Zulip Chat Archive
Stream: lean4
Topic: kernel error caused by metavariables in mkAuxTheorem
Eric Wieser (Oct 07 2025 at 15:07):
Reduced from #lean4 > Kernel error in list index notation :
import Lean
import Qq
open Qq
run_meta do
have l : Q(True) := ← Lean.Meta.mkFreshExprMVar q(True) (kind := .syntheticOpaque)
withLocalDeclQ `h default q(True ∧ let := $l; True) fun x => do
let e : Q(True) := q(($x).2)
Lean.logInfo m!"before: {e}"
-- works fine without this line
let e ← Lean.Meta.mkAuxTheorem q(True) e (zetaDelta := true) -- or false, not really relevant
Lean.logInfo m!"after: {e}"
gives
info: before: h.right
---
info: after: _proof_2 h ?m.1
---
error: (kernel) declaration has free variables '_private.«external:file:///MathlibDemo/MathlibDemo.lean».0._proof_2'
where the hover info for _proof_2 is
_proof_2 : (True ∧
let this := _fvar.1002;
True) →
True → True
docs#Lean.Meta.mkAuxTheorem doesn't really make any strong promises about this in its docstring, but the module docstring claims:
This module provides functions for "closing" open terms and creating auxiliary definitions. Here, we say a term is "open" if it contains free/meta-variables.

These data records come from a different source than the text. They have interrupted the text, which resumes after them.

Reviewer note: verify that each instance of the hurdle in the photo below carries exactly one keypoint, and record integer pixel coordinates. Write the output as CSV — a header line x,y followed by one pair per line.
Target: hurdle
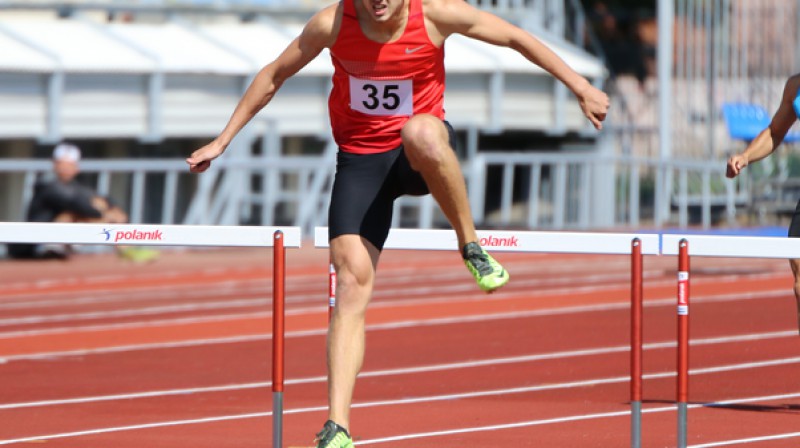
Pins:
x,y
278,238
710,246
631,244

which suggests that the metavariable should be handled
(Edit: filed as lean4#10705)
Eric Wieser (Oct 07 2025 at 15:07):
(Apologies for the Qq usage, building the term is more annoying without; but I don't think Qq is implicated here)
Eric Wieser (Oct 07 2025 at 16:50):
My hunch is that:
let newLocalDecls := s.newLocalDecls.reverse ++ s.newLocalDeclsForMVars
let newLetDecls := s.newLetDecls.reverse
let type := mkForall newLocalDecls (mkForall newLetDecls type)
let value := mkLambda newLocalDecls (mkLambda newLetDecls value)
is to blame, and in fact newLocalDeclsForMVars, newLetDecls, and newLocalDecls need to be interlaced in the order they are discovered
Eric Wieser (Oct 07 2025 at 18:24):
I think lean4#10704 is enough to resolve the notation overloading issue in the other thread, but leaves behind a performance bug in place of the behavior bug
Last updated: Dec 20 2025 at 21:32 UTC